We gathered a few of his students together. All said they believe in God, but agreed organized religion has largely failed to adapt to a changing culture.

Carleigh Houghtling, who grew up a conservative Christian, said, "I don't understand, like, how a loving God can send people to Hell. I'm pretty sure if I disobeyed my parents, they would not throw me in the fireplace," she laughed.

J.C. Fischer was raised Methodist, and still goes to church - but only about once a month. "There's so much, like, bureaucracy and rules and things that a church has to do that don't necessarily fit with the beliefs or the tenants that they preach," Fischer said.

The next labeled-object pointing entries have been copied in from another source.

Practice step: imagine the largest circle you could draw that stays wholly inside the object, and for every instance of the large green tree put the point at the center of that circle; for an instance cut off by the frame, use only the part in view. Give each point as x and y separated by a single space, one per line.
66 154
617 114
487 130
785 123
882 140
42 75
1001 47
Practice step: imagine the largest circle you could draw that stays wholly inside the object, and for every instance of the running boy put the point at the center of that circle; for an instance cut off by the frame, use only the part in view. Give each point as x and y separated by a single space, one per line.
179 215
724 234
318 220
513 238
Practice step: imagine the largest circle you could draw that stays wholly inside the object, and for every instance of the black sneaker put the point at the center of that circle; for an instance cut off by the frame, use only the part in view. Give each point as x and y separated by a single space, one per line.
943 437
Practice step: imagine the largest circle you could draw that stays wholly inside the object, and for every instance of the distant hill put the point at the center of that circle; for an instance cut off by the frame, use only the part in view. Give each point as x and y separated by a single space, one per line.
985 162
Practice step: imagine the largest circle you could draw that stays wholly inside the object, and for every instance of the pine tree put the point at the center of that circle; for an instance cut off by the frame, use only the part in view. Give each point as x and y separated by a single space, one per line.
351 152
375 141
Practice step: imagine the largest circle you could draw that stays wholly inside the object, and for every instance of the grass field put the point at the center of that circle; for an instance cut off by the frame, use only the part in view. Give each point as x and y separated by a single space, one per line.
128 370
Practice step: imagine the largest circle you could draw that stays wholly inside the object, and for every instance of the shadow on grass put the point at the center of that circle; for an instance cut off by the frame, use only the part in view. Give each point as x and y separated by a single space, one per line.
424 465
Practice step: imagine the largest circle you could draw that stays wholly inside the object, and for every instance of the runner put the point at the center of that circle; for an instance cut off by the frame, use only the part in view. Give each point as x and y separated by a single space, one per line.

Martha Fulton grew up Baptist, went to Catholic schools, and for the moment attends a Methodist church.

"While I wouldn't say that I am really strongly affiliated with the church I go to now, I do feel that I get something out of it," she said. "It's sort of like, when a person says they're single and looking rather than, just single and not ever hoping to find anything else."

There are plenty of alternatives for those looking to worship in a more individual way.

One of the most popular holiday services in New York City this time of year is a revival of the ancient solstice rituals, at the Cathedral of St. John the Divine.

Paul Winter leads the celebration: "The journey through the longest night is symbolic of the catharsis of coming through the dark night of the soul," he said.

And for those in Newtown, Conn., no night has ever been darker.

"In dark times, like so many of our friends in Connecticut are having now, it's very hard to understand how we're going to reconcile that and how we'll come out the other side of it," Winter told Cowan. "But somewhere down deep, we hope that we'll have the optimism that we will overcome."

What is hope and optimism to some, is faith and answered prayers to others.

On this weekend in particular, as the conversation inevitably turns to the unimaginable in Connecticut, our thoughts of peace and human kindness bind us all as one.